QoQa est l’un des plus gros acteurs du marché suisse de l’e-commerce. L’idée de cette plateforme est lancée en 2005 par Pascal Meyer, son fondateur. Le concept est simple : Des produits triés sur le volet disponibles durant seulement 24 heures à prix cassé et avec un stock limité. Aujourd’hui ce sont plus de 900 000 suisses qui achètent de façon régulière sur la plateforme communautaire de vente en ligne. En 15 ans, QoQa a grandi et accueille aujourd’hui 180 salariés. Rencontre avec l’un de ces leaders !

Comment avez-vous pris la décision d’embarquer en Holacracy ?
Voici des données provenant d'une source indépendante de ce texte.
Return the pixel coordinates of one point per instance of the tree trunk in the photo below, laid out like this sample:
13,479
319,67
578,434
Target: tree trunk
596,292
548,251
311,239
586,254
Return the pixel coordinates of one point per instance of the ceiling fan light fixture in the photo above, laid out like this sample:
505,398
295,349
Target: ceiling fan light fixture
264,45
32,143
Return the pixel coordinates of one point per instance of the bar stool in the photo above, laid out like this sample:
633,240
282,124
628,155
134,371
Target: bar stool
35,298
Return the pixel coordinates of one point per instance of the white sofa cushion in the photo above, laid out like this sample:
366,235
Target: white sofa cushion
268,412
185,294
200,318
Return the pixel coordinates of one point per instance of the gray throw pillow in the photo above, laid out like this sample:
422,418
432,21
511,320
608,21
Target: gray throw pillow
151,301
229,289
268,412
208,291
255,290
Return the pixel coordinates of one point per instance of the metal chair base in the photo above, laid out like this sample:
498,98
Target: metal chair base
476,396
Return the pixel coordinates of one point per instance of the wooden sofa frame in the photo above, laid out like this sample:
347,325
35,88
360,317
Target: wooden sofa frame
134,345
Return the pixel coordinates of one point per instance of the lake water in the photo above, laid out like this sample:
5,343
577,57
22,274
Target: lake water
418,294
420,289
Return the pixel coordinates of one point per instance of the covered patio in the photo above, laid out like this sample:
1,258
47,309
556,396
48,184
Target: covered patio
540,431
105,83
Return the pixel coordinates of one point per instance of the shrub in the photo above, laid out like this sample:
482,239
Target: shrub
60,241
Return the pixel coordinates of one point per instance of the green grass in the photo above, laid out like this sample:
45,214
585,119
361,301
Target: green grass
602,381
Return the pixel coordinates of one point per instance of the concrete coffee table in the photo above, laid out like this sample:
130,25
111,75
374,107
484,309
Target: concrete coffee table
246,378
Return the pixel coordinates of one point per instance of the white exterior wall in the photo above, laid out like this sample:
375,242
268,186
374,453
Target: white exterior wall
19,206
Ça a été un mix de 2 choses, on l’a découvert au contact de notre agence Liip qui était passionnée d’Holacracy et par l’impulsion de personnes internes comme Joann (leader du cercle chargé du développement web). On était intrigués, et nous avons donc commencé à nous renseigner. Mais ce qui nous a motivé à passer le cap, c’est qu’on n’avait pas véritablement de gouvernance et l’équipe venait de passer le cap des 100 personnes. Il y avait par conséquent en interne des problématiques pour identifier les rôles et missions de tout le monde. On voulait également rester agile avec la méthode scrum, rester dans cette mouvance… Ce qui nous semblait possible avec l’Holacracy.

Quelles ont été les bonnes surprises dans votre adoption d’Holacracy ?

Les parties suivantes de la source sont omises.